Para Souza et al. (2011), existe uma concordância dos autores ao definirem práticas sociais, especialmente no que se refere à regularidade que lhes é peculiar. Isso é reforçado por Cohen (1999), que qualifica práticas sociais como atividades humanas recorrentes, estabelecidas por significados institucionalmente compartilhados.

Vale ressaltar que qualquer mudança ou manutenção de práticas sociais é sensível à cultura.
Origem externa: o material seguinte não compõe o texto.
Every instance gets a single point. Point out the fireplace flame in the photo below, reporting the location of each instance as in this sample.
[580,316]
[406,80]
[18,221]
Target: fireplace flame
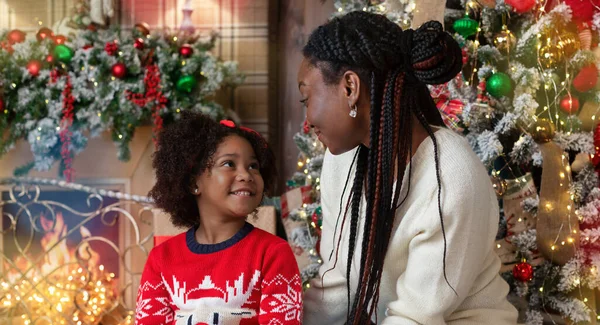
[62,285]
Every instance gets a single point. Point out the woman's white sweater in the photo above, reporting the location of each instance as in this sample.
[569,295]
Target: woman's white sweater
[413,289]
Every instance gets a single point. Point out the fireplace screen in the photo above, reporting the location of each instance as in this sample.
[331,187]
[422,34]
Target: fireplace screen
[70,254]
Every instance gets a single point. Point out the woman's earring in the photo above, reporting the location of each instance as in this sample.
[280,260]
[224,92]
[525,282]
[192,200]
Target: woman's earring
[353,111]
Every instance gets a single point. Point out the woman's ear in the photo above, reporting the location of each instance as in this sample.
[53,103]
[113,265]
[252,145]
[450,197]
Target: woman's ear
[196,188]
[351,83]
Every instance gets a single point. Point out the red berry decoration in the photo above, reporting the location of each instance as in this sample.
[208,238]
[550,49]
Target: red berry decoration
[227,123]
[34,67]
[15,36]
[521,6]
[60,39]
[569,104]
[44,33]
[119,70]
[139,44]
[586,79]
[523,272]
[186,50]
[49,59]
[143,28]
[111,48]
[6,46]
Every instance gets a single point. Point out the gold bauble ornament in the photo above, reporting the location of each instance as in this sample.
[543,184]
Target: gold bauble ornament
[542,131]
[499,185]
[569,43]
[550,56]
[505,41]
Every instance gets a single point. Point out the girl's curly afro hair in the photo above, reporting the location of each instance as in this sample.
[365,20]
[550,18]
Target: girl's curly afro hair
[185,150]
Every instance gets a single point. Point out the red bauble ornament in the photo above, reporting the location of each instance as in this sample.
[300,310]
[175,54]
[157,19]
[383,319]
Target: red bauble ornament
[111,48]
[186,50]
[521,6]
[44,33]
[586,79]
[7,47]
[227,123]
[119,70]
[569,104]
[523,272]
[139,44]
[583,10]
[34,67]
[60,39]
[143,28]
[15,36]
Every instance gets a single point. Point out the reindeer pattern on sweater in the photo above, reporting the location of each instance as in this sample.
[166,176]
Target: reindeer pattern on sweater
[251,280]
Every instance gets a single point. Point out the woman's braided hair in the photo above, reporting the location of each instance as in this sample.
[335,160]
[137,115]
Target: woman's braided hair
[396,65]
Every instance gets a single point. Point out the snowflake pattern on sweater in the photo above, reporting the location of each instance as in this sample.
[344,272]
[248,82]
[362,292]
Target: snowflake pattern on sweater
[252,278]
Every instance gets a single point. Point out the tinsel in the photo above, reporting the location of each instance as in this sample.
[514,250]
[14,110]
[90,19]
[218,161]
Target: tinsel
[500,133]
[65,130]
[398,11]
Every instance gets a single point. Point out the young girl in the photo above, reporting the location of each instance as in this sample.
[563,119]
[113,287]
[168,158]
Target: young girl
[209,177]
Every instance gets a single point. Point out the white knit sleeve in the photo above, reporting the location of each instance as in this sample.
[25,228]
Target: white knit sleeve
[470,213]
[325,302]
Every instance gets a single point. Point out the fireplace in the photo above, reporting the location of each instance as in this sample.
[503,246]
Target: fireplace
[68,253]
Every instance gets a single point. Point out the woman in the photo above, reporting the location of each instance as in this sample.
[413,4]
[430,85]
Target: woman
[419,253]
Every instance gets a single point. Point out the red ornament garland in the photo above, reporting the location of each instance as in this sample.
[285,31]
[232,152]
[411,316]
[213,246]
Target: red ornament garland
[596,155]
[111,48]
[139,44]
[65,130]
[523,272]
[569,104]
[119,70]
[153,95]
[34,67]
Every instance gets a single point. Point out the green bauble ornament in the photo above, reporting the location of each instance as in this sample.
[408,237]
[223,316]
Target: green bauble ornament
[63,53]
[571,124]
[466,26]
[498,85]
[319,211]
[186,84]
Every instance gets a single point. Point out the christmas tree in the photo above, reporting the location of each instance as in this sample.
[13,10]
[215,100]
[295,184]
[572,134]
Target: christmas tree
[528,101]
[57,91]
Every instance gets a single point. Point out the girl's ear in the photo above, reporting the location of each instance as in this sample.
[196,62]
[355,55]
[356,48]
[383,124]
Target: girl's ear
[196,188]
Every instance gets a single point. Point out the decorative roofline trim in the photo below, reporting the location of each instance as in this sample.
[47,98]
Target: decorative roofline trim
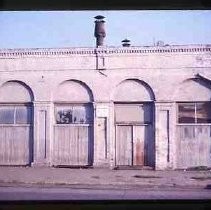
[40,52]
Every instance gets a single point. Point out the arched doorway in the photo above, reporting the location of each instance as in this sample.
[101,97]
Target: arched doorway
[134,124]
[73,128]
[16,124]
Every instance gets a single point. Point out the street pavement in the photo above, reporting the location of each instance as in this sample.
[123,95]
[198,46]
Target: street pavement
[40,183]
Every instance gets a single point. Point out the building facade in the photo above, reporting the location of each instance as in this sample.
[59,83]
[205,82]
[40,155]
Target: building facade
[106,107]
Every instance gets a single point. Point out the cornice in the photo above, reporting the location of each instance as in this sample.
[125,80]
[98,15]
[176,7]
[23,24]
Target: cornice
[55,52]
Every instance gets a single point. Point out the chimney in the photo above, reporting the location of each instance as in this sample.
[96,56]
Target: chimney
[126,43]
[99,30]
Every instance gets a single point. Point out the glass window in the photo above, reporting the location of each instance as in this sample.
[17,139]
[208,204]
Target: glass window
[203,112]
[15,115]
[197,112]
[140,113]
[74,114]
[7,115]
[186,113]
[64,115]
[23,115]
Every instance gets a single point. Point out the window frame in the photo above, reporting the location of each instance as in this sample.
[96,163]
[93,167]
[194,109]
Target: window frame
[71,106]
[195,113]
[15,105]
[137,103]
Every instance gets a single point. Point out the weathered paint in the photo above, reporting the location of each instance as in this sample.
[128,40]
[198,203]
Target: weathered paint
[72,145]
[101,141]
[138,145]
[123,145]
[193,146]
[15,145]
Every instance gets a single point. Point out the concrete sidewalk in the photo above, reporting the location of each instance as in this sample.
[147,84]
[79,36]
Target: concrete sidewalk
[104,178]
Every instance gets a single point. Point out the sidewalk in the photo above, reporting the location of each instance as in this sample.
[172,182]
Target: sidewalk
[103,178]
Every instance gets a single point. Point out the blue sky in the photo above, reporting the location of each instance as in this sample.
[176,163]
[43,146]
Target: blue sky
[40,29]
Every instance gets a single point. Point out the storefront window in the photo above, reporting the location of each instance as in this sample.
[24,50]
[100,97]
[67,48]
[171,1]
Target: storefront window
[133,113]
[197,112]
[78,114]
[15,115]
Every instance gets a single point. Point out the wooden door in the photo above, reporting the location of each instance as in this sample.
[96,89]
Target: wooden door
[124,145]
[138,145]
[73,145]
[102,146]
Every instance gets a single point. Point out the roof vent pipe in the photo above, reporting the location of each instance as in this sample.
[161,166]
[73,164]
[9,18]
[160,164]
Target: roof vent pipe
[99,30]
[126,43]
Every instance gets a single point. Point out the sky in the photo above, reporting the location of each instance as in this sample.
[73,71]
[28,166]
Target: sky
[53,29]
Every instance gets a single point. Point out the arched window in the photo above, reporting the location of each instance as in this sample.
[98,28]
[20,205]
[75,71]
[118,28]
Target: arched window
[16,120]
[73,130]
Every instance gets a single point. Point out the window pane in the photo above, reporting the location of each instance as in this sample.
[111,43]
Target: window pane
[186,113]
[23,115]
[133,113]
[203,112]
[6,115]
[82,114]
[64,115]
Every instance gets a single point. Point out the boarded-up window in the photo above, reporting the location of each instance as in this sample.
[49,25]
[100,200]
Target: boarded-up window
[15,115]
[197,112]
[139,113]
[69,114]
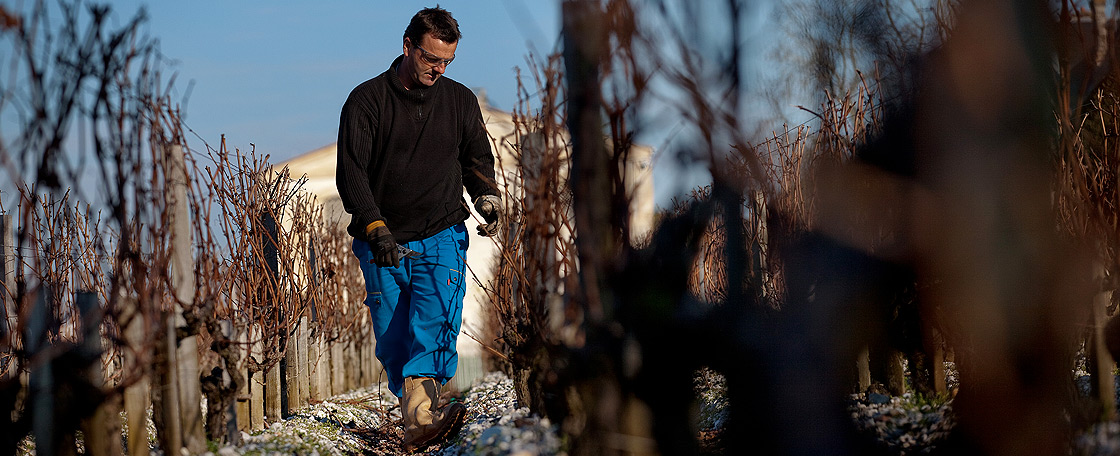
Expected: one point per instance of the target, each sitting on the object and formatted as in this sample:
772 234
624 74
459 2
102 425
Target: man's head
429 46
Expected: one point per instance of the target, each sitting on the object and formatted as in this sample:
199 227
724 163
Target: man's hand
490 207
382 244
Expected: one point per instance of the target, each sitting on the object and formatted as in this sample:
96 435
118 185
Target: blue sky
274 74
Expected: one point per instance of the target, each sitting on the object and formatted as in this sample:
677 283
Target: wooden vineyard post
272 391
315 387
304 379
244 396
183 285
257 384
102 429
8 365
42 387
137 394
864 370
1101 363
337 366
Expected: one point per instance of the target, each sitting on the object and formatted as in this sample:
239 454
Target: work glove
382 244
490 207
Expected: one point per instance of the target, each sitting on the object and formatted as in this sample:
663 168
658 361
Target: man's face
426 61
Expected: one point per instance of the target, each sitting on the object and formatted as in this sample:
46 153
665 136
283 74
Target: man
409 141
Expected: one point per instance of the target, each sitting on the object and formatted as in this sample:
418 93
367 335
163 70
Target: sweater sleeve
355 150
475 154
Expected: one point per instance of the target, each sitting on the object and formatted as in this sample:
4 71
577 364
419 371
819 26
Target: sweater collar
418 94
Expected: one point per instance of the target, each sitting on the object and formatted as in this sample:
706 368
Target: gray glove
490 207
382 244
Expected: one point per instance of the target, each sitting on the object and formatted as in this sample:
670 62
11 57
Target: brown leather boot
425 422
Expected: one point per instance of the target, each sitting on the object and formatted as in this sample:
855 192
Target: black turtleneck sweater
404 156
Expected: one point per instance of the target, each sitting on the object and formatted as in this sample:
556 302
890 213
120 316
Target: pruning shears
407 252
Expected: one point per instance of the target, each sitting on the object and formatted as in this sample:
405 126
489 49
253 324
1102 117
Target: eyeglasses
431 58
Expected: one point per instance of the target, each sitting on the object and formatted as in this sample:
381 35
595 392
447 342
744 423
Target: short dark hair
437 21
Essa afirmação pode ser justificada por Torres (2009) ao se referir à necessidade de indivíduos que realizam negócios entenderem a cultura dos contextos em que atuam, no sentido de apreender suas práticas.

A definição proferida por Bourdieu (2009) sobre práticas sociais revela que essas são capacidades sociais, que variam no tempo e no espaço, possíveis de serem transferidas, ou seja, não são estáticas, encontram-se no interior e entre sujeitos da mesma classe e que fundamentam os diferentes estilos de vida. As práticas sociais caracterizam-se, segundo esse autor, como duráveis, dinâmicas, estabelecidas socialmente, podendo ser desgastadas, contraditas, ou mesmo arruinadas pela exposição a novas forças externas, com relativa autonomia no que se refere às determinações externas do agora.

A explicação fornecida por Cohen (1999) para as relações entre práticas sociais e instituições diz respeito às propriedades estruturais, que são instituídas pela reprodução das práticas, sendo que, ao mesmo tempo, permitem essa reprodução. Essa resultante (meio e resultado da reprodução das práticas), segundo Dupuis (1996), é o contexto de interação social, no qual são desenvolvidas pressões, autorizadas as ações, fixadas e desenvolvidas as práticas dos indivíduos de uma sociedade, ou mesmo de uma organização.

Na visão de Dupuis (1996), contextos de interação social (por exemplo, organizações) são ambientes propícios para se originarem práticas sociais, que, com o transcurso do tempo, passam a configurar a cultura. Essas práticas contextualizadas contêm uma cultura, na medida em que comunicam sentidos e significados para os sujeitos dos ambientes em que as práticas se desenvolvem. É feita a afirmação de que o conceito de cultura permeia contextos de interação social (organizações, igrejas, grupos políticos), práticas dos indivíduos e significações das ações (Dupuis, 1996).